The pig feed data again
my_url <- "http://ritsokiguess.site/datafiles/pigs1.txt"
pigs <- read_table(my_url)
pigs
Make longer (as before)
pigs %>% pivot_longer(-pig, names_to="feed",
values_to="weight") -> pigs_longer
pigs_longer
Make wider two ways 1/2
pivot_wider
is inverse of pivot_longer
:
pigs_longer %>%
pivot_wider(names_from=feed, values_from=weight)
we are back where we started.
Make wider 2/2
Or
pigs_longer %>%
pivot_wider(names_from=pig, values_from=weight)
Disease presence and absence at two locations
Frequencies of plants observed with and without disease at two locations:
Species Disease present Disease absent
Location X Location Y Location X Location Y
A 44 12 38 10
B 28 22 20 18
This has two rows of headers, so I rewrote the data file:
Species present_x present_y absent_x absent_y
A 44 12 38 10
B 28 22 20 18
Read into data frame called prevalence
.
my_url <- "http://ritsokiguess.site/STAC32/disease.txt"
prevalence <- read_table(my_url)
prevalence
Lengthen and separate
prevalence %>%
pivot_longer(-Species, names_to = "column",
values_to = "freq") %>%
separate_wider_delim(column, "_",
names = c("disease", "location"))
Making longer, the better way
prevalence %>%
pivot_longer(-Species, names_to=c("disease", "location"),
names_sep="_",
values_to="frequency") -> prevalence_longer
prevalence_longer
Making wider, different ways
prevalence_longer %>%
pivot_wider(names_from=c(Species, location), values_from=frequency)
prevalence_longer %>%
pivot_wider(names_from=location, values_from=frequency)
Interlude
pigs_longer %>%
group_by(feed) %>%
summarize(weight_mean=mean(weight))
What if summary is more than one number?
eg. quartiles:
pigs_longer %>%
group_by(feed) %>%
summarize(r=quantile(weight, c(0.25, 0.75)))
Following the hint…
pigs_longer %>%
group_by(feed) %>%
reframe(r=quantile(weight, c(0.25, 0.75)))
this also works
pigs_longer %>%
group_by(feed) %>%
summarize(r=quantile(weight, c(0.25, 0.75)))
pigs_longer %>%
group_by(feed) %>%
summarize(r=list(quantile(weight, c(0.25, 0.75)))) %>%
unnest(r)
or, even better, use enframe
:
quantile(pigs_longer$weight, c(0.25, 0.75))

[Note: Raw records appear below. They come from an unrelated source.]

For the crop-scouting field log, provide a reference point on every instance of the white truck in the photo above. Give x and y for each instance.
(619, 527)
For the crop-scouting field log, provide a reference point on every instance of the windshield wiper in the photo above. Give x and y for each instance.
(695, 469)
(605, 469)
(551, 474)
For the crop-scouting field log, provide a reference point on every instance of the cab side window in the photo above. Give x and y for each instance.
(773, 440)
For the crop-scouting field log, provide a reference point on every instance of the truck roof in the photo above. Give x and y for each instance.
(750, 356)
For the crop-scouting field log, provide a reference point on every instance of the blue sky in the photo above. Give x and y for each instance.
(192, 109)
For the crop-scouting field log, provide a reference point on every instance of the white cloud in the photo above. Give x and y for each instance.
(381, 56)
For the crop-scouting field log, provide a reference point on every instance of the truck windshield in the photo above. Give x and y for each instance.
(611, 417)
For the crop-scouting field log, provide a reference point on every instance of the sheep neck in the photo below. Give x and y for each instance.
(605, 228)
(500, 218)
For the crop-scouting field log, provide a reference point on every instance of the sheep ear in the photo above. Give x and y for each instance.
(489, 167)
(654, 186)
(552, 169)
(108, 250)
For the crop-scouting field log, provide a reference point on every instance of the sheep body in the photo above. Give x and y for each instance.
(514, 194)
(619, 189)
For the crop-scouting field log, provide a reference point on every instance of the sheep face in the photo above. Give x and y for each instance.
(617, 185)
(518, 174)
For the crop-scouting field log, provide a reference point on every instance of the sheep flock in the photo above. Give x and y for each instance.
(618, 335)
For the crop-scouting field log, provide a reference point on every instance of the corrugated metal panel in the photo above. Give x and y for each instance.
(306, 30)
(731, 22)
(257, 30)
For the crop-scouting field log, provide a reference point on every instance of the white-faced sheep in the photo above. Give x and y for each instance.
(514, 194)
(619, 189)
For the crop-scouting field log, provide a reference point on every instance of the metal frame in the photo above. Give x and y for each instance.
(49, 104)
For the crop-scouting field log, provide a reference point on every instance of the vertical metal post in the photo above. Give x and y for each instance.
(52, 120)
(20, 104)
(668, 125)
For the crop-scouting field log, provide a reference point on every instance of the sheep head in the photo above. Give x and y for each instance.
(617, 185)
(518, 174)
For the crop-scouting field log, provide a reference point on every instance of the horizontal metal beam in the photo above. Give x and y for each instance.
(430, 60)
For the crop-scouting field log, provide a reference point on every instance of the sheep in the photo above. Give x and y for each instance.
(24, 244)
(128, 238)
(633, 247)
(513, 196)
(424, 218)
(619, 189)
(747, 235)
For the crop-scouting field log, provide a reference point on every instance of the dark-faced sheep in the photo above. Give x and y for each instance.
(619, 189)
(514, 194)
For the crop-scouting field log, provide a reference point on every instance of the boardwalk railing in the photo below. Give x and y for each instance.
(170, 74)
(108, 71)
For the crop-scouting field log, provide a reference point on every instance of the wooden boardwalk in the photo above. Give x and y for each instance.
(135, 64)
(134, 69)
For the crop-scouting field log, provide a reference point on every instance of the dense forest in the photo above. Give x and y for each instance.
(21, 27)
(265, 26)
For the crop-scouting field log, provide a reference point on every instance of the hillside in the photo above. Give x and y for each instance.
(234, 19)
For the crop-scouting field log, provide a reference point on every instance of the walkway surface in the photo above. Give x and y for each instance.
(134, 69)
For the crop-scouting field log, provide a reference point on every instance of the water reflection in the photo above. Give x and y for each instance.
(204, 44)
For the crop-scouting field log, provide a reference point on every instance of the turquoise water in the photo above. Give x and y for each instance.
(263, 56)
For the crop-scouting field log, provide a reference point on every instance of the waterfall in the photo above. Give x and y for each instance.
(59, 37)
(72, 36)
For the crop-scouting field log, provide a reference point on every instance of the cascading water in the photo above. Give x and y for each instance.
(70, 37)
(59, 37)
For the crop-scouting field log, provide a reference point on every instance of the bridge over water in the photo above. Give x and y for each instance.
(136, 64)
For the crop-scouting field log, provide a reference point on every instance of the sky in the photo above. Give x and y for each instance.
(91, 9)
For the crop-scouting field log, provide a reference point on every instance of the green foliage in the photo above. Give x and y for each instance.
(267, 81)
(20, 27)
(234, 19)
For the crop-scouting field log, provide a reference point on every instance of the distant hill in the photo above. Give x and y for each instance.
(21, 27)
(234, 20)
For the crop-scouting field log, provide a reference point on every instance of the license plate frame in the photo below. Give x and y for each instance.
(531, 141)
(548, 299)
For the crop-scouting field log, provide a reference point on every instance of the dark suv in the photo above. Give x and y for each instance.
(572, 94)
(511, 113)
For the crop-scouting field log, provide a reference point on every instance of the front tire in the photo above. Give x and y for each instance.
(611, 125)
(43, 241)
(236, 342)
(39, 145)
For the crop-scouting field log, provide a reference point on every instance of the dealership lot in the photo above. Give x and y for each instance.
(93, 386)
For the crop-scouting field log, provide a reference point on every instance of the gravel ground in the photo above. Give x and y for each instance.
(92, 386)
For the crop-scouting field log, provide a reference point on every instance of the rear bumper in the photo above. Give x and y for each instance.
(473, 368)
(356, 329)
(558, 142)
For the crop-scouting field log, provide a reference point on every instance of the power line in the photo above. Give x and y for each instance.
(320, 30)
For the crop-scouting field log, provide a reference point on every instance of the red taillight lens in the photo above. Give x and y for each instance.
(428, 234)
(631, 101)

enframe(quantile(pigs_longer$weight, c(0.25, 0.75)))
A nice look
Run this one line at a time to see how it works:
pigs_longer %>%
group_by(feed) %>%
summarize(r=list(enframe(quantile(weight, c(0.25, 0.75))))) %>%
unnest(r) %>%
pivot_wider(names_from=name, values_from=value) -> d
d
A hairy one
18 people receive one of three treatments. At 3 different times (pre, post, followup) two variables y
and z
are measured on each person:
my_url <- "http://ritsokiguess.site/STAC32/repmes.txt"
repmes0 <- read_table(my_url)
repmes0
repmes0 %>% mutate(id=str_c(treatment, ".", rep)) %>%
select(-rep) %>%
select(id, everything()) -> repmes
repmes
repmes %>% pivot_longer(contains("_"),
names_to=c("time", ".value"),
names_sep="_"
)
Attempt 1
repmes %>% pivot_longer(contains("_"),
names_to=c("time", "var"),
names_sep="_",
values_to = "vvv"
)
This is too long! We wanted a column called y
and a column called z
, but they have been pivoted-longer too.
Attempt 2
repmes %>% pivot_longer(contains("_"),
names_to=c("time", ".value"),
names_sep="_"
) -> repmes3
repmes3
This has done what we wanted.
make a graph
ggplot(repmes3, aes(x=fct_inorder(time), y=y,
colour=treatment, group = id)) +
geom_point() + geom_line()
A so-called spaghetti plot. The three measurements for each person are joined by lines, and the lines are coloured by treatment.
or do the plot with means
repmes3 %>% group_by(treatment, ftime=fct_inorder(time)) %>%
summarize(mean_y=mean(y)) %>%
ggplot(aes(x=ftime, y=mean_y, colour=treatment,
group=treatment)) +
geom_point() + geom_line()
On average, the two real treatments go up and level off, but the control group is very different.